Perhaps the most helpful thing I gained from this book is the way Nouwen pointed out how the attitude of the father toward each of his sons is the same. He loves them both equally–but uniquely. He says or does nothing that compares or contrasts them with each other. The elder son has been loved by his father in ways that he has failed to notice or has taken for granted. He is bitter for not getting the kind of treatment that his brother has, but each has been loved in ways that the other has not. There is no competition for the father’s love as far as the father is concerned. Each son needs to be loved differently, not identically, but also not unequally.

I think perhaps Nouwen makes a bit too much of the difference between the father’s hands in the painting–one being a mother’s gentile, consoling hand; the other a father’s firm, grasping hand–in order to illustrate that God (represented by the father) is both Father and Mother. That God is beyond gender is indisputable. But, rather than depersonalize the image of God by exclusively using genderless terms of reference or trying to make it “inclusive” of attributes commonly attributed to male or female human beings, I prefer to stick with the conventional generic masculine attribution. That Jesus didn’t flinch in doing this while being very accepting of women and men does not seem to me to be a weakness in his understanding of God, whom he called “Abba” (“Father”). Nouwen’s idea of a return to the womb in order to be “born again” in this context (p. 100) seems a bit strange. I thought that Jesus remarks to Nicodemus (John 3:3-8) were that the idea of crawling back inside our mother’s womb to be born a second time was not the point. The image of a womb may not be appropriate to the means of being “born of the Spirit”.

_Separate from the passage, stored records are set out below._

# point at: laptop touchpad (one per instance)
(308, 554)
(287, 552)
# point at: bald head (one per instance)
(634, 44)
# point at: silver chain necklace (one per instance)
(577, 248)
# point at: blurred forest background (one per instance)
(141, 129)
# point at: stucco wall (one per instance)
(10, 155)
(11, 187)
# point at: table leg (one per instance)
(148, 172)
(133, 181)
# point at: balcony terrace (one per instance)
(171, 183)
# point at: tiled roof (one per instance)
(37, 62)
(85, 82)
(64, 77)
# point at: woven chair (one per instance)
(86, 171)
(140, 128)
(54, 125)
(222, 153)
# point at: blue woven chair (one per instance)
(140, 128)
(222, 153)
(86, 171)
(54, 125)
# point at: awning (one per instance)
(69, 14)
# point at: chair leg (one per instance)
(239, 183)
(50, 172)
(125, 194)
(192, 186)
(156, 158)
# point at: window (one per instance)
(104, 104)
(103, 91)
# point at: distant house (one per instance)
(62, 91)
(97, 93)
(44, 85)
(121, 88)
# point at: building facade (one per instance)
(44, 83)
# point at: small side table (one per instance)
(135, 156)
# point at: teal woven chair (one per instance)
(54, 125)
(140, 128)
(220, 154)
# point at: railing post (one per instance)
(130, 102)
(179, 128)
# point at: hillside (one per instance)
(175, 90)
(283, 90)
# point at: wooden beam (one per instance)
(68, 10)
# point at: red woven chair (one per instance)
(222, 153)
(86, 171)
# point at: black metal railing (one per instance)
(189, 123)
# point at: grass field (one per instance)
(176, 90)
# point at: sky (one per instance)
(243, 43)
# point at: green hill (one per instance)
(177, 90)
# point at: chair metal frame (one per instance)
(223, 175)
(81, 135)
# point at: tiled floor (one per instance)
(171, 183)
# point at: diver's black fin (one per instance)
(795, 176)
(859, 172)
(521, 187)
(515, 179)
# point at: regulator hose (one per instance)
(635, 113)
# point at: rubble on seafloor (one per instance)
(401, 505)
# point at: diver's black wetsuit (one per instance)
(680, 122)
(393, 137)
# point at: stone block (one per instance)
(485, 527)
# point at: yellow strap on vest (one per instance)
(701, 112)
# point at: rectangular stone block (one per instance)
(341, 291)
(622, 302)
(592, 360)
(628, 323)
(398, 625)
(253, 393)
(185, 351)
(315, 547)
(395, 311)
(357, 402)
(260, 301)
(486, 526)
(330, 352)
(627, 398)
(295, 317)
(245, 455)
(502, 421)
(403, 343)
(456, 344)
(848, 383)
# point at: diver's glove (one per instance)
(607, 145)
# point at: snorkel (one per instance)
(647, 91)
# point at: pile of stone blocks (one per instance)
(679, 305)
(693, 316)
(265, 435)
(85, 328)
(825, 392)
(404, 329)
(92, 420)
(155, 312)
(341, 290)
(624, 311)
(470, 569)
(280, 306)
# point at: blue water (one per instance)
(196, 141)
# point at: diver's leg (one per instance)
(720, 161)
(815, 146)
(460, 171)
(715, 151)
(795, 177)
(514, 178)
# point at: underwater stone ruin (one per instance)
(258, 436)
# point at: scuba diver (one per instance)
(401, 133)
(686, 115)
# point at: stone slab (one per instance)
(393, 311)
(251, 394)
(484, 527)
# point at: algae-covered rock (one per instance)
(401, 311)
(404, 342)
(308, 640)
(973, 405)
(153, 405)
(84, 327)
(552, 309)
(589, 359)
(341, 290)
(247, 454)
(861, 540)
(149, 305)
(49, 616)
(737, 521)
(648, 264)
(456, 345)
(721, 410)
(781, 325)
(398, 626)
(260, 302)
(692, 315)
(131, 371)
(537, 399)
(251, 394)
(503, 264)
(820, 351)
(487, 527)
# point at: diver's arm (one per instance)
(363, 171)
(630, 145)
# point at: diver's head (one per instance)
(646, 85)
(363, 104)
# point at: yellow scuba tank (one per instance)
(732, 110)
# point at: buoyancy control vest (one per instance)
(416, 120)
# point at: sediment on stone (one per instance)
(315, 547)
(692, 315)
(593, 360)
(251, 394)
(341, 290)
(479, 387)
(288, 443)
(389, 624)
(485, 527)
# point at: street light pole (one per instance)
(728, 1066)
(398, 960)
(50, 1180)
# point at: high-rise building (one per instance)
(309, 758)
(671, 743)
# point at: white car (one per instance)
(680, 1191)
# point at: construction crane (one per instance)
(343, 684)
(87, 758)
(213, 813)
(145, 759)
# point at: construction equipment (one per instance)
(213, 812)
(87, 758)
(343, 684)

Nouwen sees our ultimate destination not as sons or daughters of God, but to be more like God ourselves. Trying to remain in the role of children offers us to much of an excuse for dependency and our inability to be like a father or mother to others. He sees Jesus call to “be compassionate (some translations read “perfect”) your heavenly Father is compassionate” (Matt. 5:48), to be the fulfillment of our destiny as heirs of the Father (and “joint heirs with the Son” – Rom. 8:16-17). The implication is that we must eventually take responsibility for caring for others; to desire and to offer the same kind of love and compassion for others that God does so far as we are enabled by his grace to do so. Jesus came to fulfill the roles of both the younger son (without rebelliousness) and the elder son (without resentment). He shows us what the Father is like and we are to find our example in him. To be like Jesus is ultimately to become like the Father.